Watch | Why is the Great Indian Bustard endangered?

What steps have been taken?

Listed in Schedule I of the Indian Wildlife (Protection) Act, 1972, in Appendix I of CITES, as Critically Endangered on the IUCN Red List, the GIBs enjoy the highest protection both in India and globally. The earliest estimates show the population was about 1,260 in 1969, but has declined by 75% in the last 30 years.
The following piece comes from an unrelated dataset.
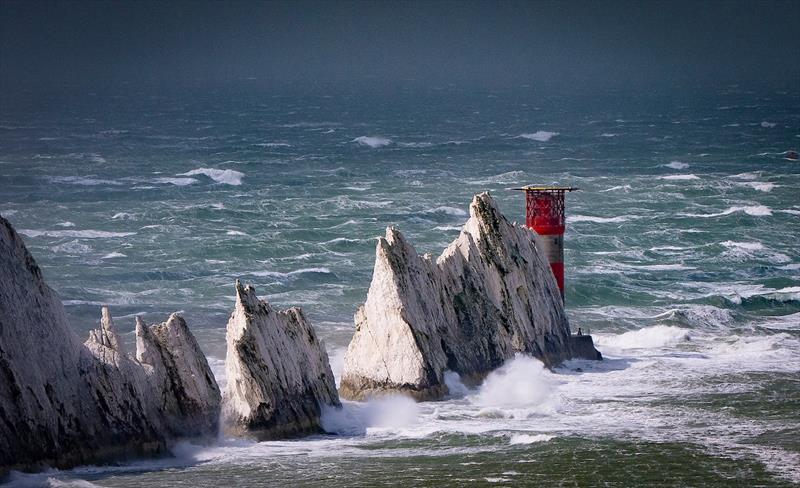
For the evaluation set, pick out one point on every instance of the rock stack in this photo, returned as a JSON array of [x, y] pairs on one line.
[[278, 374], [490, 294], [64, 403]]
Historically, the GIB population was distributed among 11 States in western India but today the population is confined mostly to Rajasthan and Gujarat. Small populations are found in Maharashtra, Karnataka and Andhra Pradesh. The overall population of the GIB totals 150 across the country, which includes about 128 birds in Rajasthan. Along with the attempts to mitigate impacts of power transmission lines on the GIB, steps have been taken for conservation breeding of the species. A total of 16 GIB chicks, artificially hatched from eggs collected from the wild, are being reared in the satellite conservation breeding facility at Sam in Jaisalmer, Rajasthan. The objective of ‘Habitat Improvement and Conservation Breeding of Great Indian Bustard-an integrated approach’ is to build the captive population of the GIBs and to release the chicks in the wild. The initiative is likely to take 20 to 25 years. Experts, including scientists from the WII, have called for removing all overhead powerlines passing through the GIB priority/critical areas in Rajasthan; the Ministry of Environment, Forest and Climate Change too has constituted a task force. Questions, however, are being raised on the slow pace of implementation.
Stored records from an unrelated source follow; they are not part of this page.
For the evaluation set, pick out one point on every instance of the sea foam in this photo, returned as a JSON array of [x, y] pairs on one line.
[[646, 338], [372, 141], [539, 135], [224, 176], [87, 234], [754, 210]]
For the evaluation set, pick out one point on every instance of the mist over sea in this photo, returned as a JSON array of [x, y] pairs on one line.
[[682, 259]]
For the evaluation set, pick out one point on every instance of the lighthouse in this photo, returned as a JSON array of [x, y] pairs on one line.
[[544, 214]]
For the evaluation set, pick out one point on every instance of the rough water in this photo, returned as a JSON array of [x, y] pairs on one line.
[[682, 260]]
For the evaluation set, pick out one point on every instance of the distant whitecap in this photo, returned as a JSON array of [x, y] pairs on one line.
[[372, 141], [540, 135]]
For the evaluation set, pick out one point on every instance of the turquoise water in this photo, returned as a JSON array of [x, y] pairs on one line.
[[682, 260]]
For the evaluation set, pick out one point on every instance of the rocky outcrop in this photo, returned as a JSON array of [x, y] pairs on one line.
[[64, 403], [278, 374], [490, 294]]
Are there other threats to the GIB?

According to scientists, the GIBs are slow breeders and they build their nests on the ground. The species have also been subjected to hunting and egg collection in the past. There also has been a decline in prevailing habitat loss as dry grasslands have been diverted for other use. Experts also warn of pesticide contamination and increase of populations of free-ranging dogs and pigs along with native predators (fox, mongoose, and cat), putting pressure on nests and chicks. While most of the population of the species is confined to the Jaisalmer Desert National Park (DNP), wildlife enthusiasts believe that more areas outside the protected area must be made suitable for the species. A conservation effort like ‘Project Tiger’ may not work for a large bird of an arid region that can always fly out of the protected area. Experts are calling for community-centric conservation of the critically endangered species.